The British public, sick of being trapped in the longest economic downturn for a century and dizzy from the constant euro bickering, is waiting for the Prime Minister or European leaders in Brussels to swoop in, Superman-style, and “fix” the problems. Consider how many times you hear someone say: “What should the Government do?”
Sorry folks, it’s not going to happen. Waiting for our politicians to kick-start growth, to create jobs, to stem the euro rupture is like waiting for Greece to announce that it has paid off its debt. The game is up. Government has been found wanting in its role as leader of our financial assets and of civic society.
Trust the people instead.
Youth unemployment? Eminently solvable. There are 4.8 million small and medium-sized enterprises (SMEs) in the country and one million young people out of work: that means that only 20 per cent of SMEs need to hire one of these young people to fix that “problem”. Can we not come up with an incentive of lower tax or local award or benefit to encourage 20 per cent of the most durable firms in the country to take on a young person? People in their twenties are digital natives and therefore have a natural advantage in business. They instinctively understand the future because of how they engage with the world through their smartphones, social networks and digital games.

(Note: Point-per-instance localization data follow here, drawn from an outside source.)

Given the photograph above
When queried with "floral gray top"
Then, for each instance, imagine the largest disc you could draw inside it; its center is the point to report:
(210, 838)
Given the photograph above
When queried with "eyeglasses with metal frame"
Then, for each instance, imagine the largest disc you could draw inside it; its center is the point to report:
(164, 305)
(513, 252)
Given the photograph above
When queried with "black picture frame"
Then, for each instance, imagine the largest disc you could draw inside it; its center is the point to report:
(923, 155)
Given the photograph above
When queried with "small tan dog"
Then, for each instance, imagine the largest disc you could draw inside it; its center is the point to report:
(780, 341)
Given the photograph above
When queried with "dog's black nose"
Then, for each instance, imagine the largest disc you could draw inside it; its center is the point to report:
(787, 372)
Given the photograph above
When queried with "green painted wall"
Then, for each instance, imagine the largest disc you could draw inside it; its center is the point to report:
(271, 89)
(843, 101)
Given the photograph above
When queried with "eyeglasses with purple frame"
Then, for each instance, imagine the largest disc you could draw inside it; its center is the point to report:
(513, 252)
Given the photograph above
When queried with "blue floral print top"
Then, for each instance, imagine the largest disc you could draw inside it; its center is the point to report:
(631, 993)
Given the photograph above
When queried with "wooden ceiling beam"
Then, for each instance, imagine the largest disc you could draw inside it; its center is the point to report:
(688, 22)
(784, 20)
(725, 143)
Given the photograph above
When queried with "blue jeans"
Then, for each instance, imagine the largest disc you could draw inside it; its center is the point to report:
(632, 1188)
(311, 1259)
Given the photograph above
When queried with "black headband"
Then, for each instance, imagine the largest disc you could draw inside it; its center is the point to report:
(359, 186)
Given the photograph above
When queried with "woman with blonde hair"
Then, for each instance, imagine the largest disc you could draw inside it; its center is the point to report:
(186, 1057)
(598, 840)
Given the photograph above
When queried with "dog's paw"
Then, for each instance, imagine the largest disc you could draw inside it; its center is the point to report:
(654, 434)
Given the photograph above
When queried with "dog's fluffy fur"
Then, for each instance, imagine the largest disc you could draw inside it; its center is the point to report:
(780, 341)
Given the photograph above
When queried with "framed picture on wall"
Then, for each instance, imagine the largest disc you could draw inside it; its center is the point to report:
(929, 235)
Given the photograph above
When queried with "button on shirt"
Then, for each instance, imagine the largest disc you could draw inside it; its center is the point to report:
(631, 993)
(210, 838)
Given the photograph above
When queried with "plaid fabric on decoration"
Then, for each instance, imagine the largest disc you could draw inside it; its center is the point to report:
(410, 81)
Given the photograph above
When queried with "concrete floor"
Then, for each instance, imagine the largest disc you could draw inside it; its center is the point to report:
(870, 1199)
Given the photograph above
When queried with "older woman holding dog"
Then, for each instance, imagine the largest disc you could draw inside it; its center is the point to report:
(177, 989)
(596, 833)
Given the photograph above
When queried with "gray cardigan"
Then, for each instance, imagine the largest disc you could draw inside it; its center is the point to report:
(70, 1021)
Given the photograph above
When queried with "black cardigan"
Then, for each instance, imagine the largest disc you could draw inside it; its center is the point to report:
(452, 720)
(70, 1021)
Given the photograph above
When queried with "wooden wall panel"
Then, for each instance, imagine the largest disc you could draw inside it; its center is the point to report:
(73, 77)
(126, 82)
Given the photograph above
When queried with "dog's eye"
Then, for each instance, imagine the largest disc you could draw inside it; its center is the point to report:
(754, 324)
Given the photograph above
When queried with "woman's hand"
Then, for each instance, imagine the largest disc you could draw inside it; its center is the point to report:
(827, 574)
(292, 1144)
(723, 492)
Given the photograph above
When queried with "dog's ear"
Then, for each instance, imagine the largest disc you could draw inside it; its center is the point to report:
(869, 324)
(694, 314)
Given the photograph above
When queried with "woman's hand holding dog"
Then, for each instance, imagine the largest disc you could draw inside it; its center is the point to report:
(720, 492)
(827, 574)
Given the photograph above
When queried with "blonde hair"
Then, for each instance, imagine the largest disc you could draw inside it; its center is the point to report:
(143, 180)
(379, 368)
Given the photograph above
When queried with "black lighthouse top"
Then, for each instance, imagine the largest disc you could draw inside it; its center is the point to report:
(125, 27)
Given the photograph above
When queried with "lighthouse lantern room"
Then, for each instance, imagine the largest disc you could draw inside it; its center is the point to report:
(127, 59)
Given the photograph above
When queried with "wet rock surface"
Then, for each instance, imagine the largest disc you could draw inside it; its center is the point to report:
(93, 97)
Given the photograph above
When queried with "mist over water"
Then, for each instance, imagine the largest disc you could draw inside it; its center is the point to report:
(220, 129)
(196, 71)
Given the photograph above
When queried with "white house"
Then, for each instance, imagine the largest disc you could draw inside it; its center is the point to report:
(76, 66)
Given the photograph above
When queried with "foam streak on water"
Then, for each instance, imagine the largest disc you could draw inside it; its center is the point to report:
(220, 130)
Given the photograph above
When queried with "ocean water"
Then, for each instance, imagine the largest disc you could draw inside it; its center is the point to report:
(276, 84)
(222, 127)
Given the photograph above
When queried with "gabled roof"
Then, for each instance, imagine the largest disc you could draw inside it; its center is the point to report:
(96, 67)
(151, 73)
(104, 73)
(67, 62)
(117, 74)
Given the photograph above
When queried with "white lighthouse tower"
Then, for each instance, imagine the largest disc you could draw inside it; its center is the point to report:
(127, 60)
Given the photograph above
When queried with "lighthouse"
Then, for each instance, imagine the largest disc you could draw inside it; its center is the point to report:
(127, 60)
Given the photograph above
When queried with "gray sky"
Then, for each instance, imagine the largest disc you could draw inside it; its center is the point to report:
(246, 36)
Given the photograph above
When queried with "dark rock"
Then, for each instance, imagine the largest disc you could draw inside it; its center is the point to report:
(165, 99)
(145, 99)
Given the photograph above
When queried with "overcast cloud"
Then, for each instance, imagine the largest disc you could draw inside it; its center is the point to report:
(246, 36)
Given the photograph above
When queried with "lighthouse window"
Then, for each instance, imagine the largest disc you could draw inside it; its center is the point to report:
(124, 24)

These SMEs subsidise big business today. Yes, you read that correctly: SMEs fund the big boys. SMEs are forced to pay on time. Routinely big business will give its suppliers 90 to 120-day payment terms. And it was reported earlier this year that Vodafone and Goldman Sachs did “special deals” with HMRC to reduce their tax. No SME can do that.

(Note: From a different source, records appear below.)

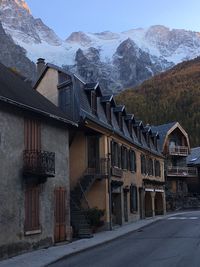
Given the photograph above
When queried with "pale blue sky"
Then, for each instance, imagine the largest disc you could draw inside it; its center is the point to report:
(66, 16)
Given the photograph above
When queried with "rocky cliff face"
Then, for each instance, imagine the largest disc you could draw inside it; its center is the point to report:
(14, 56)
(116, 60)
(17, 21)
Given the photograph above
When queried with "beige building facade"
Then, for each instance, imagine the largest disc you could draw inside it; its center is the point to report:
(115, 163)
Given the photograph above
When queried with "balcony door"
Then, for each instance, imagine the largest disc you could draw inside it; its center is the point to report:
(32, 135)
(93, 153)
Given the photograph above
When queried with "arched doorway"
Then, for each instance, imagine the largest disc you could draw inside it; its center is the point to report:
(148, 205)
(159, 209)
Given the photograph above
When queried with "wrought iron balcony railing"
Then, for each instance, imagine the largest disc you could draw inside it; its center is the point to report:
(39, 163)
(182, 171)
(179, 150)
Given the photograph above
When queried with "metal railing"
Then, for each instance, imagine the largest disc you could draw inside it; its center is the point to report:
(39, 163)
(98, 167)
(182, 171)
(179, 150)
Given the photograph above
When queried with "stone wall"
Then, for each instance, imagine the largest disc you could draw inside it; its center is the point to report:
(12, 186)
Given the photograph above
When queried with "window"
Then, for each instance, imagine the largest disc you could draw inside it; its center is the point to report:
(120, 121)
(108, 112)
(130, 128)
(133, 199)
(32, 134)
(148, 139)
(64, 99)
(132, 161)
(116, 154)
(32, 209)
(124, 158)
(157, 168)
(150, 167)
(139, 134)
(94, 102)
(155, 142)
(143, 164)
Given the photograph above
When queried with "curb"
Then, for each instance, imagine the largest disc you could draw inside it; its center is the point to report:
(90, 246)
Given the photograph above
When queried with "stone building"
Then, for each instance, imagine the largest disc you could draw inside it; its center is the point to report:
(180, 178)
(193, 160)
(34, 172)
(115, 162)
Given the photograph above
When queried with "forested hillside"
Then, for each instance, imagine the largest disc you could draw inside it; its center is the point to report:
(171, 96)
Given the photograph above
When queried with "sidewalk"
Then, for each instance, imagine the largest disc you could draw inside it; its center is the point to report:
(44, 257)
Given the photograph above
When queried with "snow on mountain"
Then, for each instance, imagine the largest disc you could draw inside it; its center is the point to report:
(106, 55)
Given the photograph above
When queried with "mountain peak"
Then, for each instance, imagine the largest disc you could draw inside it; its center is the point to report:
(23, 4)
(14, 4)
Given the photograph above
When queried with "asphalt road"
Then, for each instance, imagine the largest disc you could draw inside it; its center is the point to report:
(167, 243)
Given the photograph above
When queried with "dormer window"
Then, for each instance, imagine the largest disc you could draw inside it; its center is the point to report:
(120, 121)
(130, 128)
(148, 139)
(139, 134)
(108, 112)
(94, 102)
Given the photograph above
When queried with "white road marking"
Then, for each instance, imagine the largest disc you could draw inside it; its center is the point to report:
(182, 218)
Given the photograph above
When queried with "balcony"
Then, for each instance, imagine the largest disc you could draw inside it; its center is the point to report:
(178, 150)
(182, 171)
(98, 168)
(39, 163)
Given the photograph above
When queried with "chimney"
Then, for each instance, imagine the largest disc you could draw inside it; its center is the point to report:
(40, 66)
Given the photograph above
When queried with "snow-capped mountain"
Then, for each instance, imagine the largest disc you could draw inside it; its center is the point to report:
(117, 60)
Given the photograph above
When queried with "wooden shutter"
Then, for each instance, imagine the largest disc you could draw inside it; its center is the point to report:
(93, 102)
(133, 198)
(119, 156)
(112, 153)
(32, 209)
(108, 112)
(60, 214)
(32, 134)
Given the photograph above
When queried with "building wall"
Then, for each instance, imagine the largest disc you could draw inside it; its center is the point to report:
(12, 186)
(98, 194)
(48, 86)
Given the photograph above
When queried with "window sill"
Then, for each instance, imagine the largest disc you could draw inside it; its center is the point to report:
(33, 232)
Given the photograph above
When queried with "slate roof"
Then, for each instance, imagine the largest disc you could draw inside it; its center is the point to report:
(83, 111)
(194, 157)
(162, 130)
(15, 91)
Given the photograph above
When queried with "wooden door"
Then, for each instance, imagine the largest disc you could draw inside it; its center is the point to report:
(60, 214)
(93, 152)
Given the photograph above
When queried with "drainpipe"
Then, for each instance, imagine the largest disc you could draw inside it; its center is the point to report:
(109, 184)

They pay tax where they operate; they can’t “arrange” their affairs to lower tax or channel it through another jurisdiction.

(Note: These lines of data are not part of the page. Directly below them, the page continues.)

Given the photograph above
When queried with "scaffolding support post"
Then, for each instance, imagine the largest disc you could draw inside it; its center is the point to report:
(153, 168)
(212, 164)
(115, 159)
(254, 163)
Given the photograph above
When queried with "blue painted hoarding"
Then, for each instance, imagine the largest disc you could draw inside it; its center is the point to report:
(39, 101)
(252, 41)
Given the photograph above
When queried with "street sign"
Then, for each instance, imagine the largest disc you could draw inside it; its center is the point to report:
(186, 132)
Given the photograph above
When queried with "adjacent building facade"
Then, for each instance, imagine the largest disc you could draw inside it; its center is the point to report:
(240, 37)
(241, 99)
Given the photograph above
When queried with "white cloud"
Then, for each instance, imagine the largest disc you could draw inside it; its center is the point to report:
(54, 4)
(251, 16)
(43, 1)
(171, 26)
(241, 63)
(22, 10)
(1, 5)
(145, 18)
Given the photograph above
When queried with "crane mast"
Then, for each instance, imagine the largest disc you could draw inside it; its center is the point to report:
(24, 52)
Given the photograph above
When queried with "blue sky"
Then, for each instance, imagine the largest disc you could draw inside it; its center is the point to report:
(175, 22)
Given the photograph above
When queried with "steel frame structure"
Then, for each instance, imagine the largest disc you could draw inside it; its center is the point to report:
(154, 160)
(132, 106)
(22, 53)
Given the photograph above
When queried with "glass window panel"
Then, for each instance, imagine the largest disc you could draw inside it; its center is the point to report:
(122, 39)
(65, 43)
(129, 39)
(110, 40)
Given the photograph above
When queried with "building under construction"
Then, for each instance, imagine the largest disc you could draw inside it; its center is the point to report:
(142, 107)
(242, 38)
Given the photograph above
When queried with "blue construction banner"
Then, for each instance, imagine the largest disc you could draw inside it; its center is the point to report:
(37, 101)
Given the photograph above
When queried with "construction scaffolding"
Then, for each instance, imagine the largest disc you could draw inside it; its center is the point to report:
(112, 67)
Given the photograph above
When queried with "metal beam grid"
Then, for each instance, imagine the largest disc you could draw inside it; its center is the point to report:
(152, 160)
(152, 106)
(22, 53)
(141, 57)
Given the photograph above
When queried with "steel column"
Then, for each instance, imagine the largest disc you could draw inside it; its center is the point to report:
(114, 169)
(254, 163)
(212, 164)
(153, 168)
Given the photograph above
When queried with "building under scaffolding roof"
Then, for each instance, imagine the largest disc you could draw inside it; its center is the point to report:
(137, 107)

Why aren’t UK plcs — which are sitting on £64 billion of excess working capital — being given the incentive to invest in the country’s SMEs? Why aren’t there more innovative partnerships, such as British Gas and AlertMe, Visa and Monitise, or Yell and TrustedPlaces? If the “Goliaths” don’t embrace the “Davids”, they will be run over by them and then slowly drift into insignificance. Just look at what happened to Polaroid, a pioneer of photography, which had two near-death experiences over the past decade because it failed to embrace digital.
Or Kodak, the 133-year-old inventor of the hand-held camera, which struggled to keep up with competitors who were quicker to adapt to the digital era, and filed for bankruptcy protection earlier this year. How different things could have been if either company had beaten Facebook to the punch and invited Instagram, a social photo-sharing application with huge momentum, to hop on its back. Instagram was in the same markets as Kodak and Polaroid, and yet there wasn’t any dialogue, much less a partnership. One of the chief assets that large businesses have is their distribution, and yet many don’t leverage that asset for the young digital businesses coming through who need precisely that: reach and scale.
As I argue in my new book, Welcome to Entrepreneur Country, David and Goliath must dance. The establishment and the challengers need each other to catapult new technologies into the heart of existing industry. That is how high-growth business will re-emerge to drive the economic engine.
Society is undergoing a structural change akin to the shift from horses to cars. Entrepreneurs are building the cars, but they need the corporate highways to gain speed. Those who get to the other side first are the winners. Throughout history, those who embrace change reap the benefits.